The quality of the cinematography took me somewhat by surprise, as I was not expecting anything nearly as well executed as what I saw. The roaming shots following the characters through the house flow beautifully and give the whole film a nice smooth feeling. The same can be said about the lighting, which is elegantly designed throughout. However, the best of it has been left to the famous exorcism scene at the very end. It has got to be one the most memorable scenes in cinema history. Not just for its content, but the pure visual allure of it. The use of bold, dramatic colours really makes the scene stand out from the rest of the film and makes it truly a thing of beauty.

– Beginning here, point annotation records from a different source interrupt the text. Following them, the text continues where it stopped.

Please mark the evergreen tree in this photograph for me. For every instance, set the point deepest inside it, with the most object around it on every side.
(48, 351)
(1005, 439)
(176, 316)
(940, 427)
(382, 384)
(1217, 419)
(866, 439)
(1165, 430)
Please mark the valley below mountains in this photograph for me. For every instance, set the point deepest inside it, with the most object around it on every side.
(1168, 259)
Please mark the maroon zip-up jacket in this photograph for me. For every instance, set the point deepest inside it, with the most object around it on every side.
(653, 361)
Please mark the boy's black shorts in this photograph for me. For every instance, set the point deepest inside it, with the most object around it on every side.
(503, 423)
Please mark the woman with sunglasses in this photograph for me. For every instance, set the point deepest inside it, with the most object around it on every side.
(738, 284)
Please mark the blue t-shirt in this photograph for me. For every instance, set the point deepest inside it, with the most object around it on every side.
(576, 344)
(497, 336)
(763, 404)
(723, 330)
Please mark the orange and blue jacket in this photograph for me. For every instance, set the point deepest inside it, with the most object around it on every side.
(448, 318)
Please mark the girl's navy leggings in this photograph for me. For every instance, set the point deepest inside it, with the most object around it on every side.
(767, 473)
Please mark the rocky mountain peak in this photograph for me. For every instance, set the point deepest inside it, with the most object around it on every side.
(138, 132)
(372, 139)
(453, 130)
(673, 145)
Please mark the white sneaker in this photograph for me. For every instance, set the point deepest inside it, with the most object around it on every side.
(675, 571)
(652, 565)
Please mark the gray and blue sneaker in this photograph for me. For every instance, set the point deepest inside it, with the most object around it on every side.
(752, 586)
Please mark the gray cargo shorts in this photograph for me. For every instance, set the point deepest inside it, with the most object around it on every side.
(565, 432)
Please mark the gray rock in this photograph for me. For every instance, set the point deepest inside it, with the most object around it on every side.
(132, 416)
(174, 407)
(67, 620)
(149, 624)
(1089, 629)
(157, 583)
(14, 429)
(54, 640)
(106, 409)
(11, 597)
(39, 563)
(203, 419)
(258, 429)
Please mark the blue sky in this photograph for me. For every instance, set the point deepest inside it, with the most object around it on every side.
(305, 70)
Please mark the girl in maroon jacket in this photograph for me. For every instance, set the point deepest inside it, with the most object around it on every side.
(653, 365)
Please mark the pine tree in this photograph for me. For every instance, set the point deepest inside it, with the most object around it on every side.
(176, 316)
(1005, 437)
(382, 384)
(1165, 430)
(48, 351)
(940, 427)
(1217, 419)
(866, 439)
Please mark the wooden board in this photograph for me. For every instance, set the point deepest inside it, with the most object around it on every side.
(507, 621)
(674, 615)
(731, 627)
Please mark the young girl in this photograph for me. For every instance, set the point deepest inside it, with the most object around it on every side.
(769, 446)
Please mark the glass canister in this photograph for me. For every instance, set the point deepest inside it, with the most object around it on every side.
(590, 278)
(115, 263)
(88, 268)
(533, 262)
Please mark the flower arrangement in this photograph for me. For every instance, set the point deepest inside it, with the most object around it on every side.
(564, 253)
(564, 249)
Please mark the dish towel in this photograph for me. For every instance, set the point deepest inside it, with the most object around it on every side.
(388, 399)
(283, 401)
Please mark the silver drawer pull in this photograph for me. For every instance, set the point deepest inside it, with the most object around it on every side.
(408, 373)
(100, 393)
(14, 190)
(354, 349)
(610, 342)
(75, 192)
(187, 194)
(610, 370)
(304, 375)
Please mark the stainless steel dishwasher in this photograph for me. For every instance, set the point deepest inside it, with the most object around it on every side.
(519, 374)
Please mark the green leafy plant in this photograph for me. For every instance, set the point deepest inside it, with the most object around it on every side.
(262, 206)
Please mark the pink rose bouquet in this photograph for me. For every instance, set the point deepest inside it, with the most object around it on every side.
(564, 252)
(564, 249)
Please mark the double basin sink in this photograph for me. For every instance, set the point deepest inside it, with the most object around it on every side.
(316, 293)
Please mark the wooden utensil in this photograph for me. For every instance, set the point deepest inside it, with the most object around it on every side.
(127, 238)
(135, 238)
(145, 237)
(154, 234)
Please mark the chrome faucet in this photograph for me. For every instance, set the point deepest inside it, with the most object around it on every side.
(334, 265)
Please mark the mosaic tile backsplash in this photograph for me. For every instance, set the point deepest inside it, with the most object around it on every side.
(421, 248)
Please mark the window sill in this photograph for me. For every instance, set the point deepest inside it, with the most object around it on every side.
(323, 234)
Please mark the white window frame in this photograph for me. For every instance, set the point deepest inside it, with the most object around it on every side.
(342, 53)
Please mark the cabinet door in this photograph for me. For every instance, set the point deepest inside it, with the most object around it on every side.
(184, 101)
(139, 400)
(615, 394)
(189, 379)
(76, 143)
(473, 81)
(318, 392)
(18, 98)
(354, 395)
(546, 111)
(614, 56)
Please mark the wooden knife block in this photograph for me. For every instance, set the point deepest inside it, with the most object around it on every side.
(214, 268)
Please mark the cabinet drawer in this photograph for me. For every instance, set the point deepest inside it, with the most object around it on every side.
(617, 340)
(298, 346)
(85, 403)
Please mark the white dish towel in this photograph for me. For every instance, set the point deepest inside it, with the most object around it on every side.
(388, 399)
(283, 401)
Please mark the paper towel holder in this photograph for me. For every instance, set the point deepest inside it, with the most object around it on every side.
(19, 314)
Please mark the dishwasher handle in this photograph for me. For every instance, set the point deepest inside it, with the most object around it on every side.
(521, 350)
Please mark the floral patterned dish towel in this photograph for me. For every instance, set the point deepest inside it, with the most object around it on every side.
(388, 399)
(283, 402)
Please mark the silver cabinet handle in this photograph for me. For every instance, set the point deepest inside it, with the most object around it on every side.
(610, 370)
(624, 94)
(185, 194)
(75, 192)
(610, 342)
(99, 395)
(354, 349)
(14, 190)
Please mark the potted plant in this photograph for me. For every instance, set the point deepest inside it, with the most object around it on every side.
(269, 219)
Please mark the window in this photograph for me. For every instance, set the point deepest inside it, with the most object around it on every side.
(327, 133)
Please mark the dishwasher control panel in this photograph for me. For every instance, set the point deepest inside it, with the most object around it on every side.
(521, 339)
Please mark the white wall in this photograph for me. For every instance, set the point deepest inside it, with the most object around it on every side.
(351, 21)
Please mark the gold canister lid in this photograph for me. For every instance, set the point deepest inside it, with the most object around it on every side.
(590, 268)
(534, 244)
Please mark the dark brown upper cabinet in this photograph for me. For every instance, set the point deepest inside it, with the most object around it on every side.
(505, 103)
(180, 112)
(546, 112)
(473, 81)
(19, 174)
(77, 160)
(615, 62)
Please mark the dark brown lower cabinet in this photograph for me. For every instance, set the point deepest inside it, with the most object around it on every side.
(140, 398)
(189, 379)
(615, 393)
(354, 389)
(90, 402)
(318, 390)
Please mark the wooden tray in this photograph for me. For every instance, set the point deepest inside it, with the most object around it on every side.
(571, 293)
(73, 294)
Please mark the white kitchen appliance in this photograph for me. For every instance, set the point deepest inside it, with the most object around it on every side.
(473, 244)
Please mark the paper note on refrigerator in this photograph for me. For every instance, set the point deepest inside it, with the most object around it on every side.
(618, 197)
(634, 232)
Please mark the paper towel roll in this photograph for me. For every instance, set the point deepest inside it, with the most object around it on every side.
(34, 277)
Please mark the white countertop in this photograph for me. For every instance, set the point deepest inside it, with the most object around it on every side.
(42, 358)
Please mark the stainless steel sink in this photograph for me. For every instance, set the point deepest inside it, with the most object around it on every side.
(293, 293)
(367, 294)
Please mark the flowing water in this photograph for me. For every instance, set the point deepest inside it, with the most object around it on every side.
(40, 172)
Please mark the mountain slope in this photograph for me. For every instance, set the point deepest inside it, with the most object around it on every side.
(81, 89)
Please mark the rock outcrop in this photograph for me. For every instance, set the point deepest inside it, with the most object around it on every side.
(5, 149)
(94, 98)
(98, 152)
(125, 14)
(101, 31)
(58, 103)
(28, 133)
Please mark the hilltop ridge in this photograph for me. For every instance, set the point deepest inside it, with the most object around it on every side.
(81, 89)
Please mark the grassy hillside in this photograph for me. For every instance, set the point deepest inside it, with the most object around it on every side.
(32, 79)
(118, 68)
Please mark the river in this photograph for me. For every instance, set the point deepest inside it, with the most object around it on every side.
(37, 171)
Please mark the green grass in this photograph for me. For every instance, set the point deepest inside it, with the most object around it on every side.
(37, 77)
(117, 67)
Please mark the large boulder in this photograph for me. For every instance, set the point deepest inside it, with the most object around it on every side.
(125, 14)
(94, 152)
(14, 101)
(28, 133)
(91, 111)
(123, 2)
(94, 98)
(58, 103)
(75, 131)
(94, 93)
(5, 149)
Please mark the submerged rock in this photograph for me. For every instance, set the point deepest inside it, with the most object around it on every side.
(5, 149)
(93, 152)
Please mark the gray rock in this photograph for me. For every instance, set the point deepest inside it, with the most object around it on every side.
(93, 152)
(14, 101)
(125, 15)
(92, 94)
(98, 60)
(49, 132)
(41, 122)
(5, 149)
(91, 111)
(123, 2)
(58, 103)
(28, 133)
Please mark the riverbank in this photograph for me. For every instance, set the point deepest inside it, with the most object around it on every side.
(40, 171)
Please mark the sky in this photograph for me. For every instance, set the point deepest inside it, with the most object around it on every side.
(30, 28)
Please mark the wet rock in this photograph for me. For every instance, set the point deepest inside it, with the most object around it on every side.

Still, Hex is not without its problems. The big one being the rather confused plot. The story starts with a classic double cross murder, all fairly serious. However, when it gets to the ghostly part of the tale, the whole mood of the film changes and weirdly childish humour is introduced into the story. If the humorous elements were there from the very beginning, they would be understandable, but bringing them in in middle of the film just seems like a very disjointed thing to do. Also, this happens to be the part where the film is supposed to be scaring the audience the most, so it seems to me like the worst possible time to be inserting silly slapstick humour in to the mix.
As mentioned above, the final act of the film is again something completely different; a naked contemporary dance recital with a very trippy soundtrack. Now this scene is actually gorgeous and one of the best scenes in the film, but it is again a complete 180 from the middle part of the film. There is nothing humorous about it, in fact I would call it slightly erotic. It’s totally separate from the rest of the film and really not something you expect to see in the end of such tale.
While somewhat mixed bag, I have to admit that I enjoyed Hex quite bit. It has its imperfections, but is still a great little cult piece well worth seeing.